My style is simple. I like things to be natural in their feeling. I think images should be strong and simple – images that stand alone and speak for themselves.
What is the key to capturing the essence of an interior?
It depends on the interior. Often, I am shooting a new space just done by a designer. The soul is not there yet, so you focus on what the result of the designer’s work is – be it colour, texture or juxtaposition. How things interact and how they feel in the space. In circumstances like these, I aim to slice into the decor and pull out what is important. What makes it interesting.
If I am shooting a space that has been lived in for some time, I am looking for clues as to who lived there. I am looking to create a portrait of the occupant.Michael Mundy
If I am shooting a space that has been lived in for some time, I am looking for clues as to who lived there. I am looking to create a portrait of the occupant.

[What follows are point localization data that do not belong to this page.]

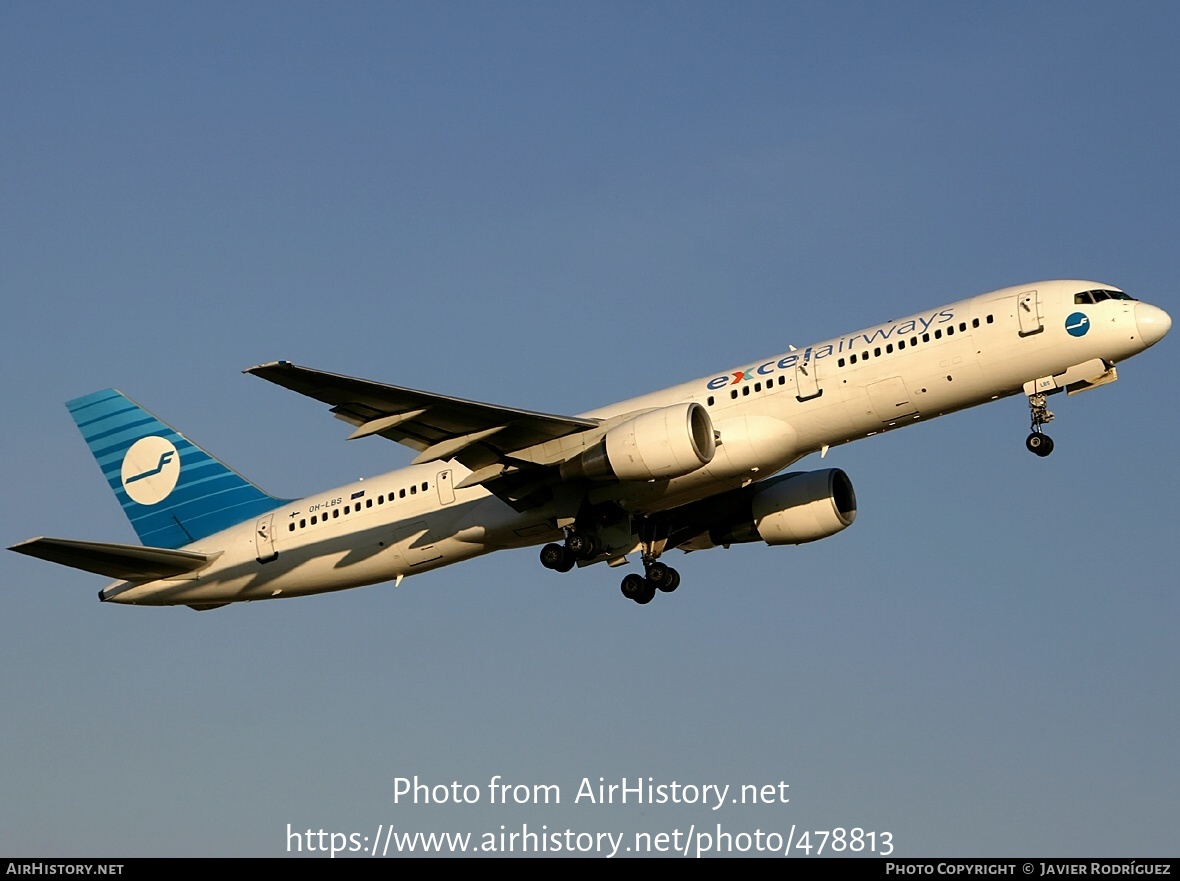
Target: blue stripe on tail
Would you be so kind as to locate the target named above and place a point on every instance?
(172, 491)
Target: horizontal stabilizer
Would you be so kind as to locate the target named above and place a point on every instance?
(130, 563)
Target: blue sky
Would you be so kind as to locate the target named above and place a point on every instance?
(554, 206)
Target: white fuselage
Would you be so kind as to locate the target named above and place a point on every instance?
(767, 414)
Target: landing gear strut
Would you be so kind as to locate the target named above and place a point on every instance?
(1038, 442)
(660, 577)
(578, 546)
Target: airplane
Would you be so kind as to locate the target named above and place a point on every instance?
(692, 467)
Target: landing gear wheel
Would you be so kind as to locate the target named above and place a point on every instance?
(582, 546)
(663, 577)
(636, 587)
(1038, 444)
(556, 558)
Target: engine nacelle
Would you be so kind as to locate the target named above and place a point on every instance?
(668, 442)
(792, 510)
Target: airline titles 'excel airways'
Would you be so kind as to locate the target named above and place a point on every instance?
(689, 467)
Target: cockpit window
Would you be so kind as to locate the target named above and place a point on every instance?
(1097, 296)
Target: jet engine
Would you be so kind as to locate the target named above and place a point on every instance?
(668, 442)
(791, 510)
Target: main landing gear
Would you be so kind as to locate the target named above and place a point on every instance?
(562, 558)
(584, 546)
(642, 590)
(1038, 442)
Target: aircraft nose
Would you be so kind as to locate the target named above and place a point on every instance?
(1153, 322)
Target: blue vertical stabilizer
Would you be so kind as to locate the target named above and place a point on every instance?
(172, 491)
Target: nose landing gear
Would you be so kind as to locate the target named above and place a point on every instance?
(1038, 442)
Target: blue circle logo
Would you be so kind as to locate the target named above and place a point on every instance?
(1076, 324)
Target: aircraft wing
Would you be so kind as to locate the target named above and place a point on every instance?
(480, 435)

Your use of colour to evoke mood is striking. How much is in the composition, and how much in post-production?
I am old-school in my approach, so I try to avoid postproduction tricks. I am constantly seeking an honest interpretation of the space – though, occasionally since we now have the technology, I’ll play in postproduction to see if I can more accurately convey the feeling I had while capturing that image. Certain spaces speak to me in ways that are not apparent to the camera. So, I will sometimes lean on the technology to push an image into the realm of my imagination.
Where I like highly composed images of interiors, I prefer looser, more intimate images of people.Michael Mundy
You seem equally at ease photographing people as you are with design and interiors. How do you approach these different disciplines?
It’s really like using different sides of my brain. Where I like highly composed images of interiors, I prefer looser, more intimate images of people. They are both discoveries in their own way, but one is more studied, the other more serendipitous. In interiors, I am often more in command of what’s happening. With portraits, it’s almost the opposite. I am patiently asking questions and paying attention to the often-subtle answers my subjects are offering.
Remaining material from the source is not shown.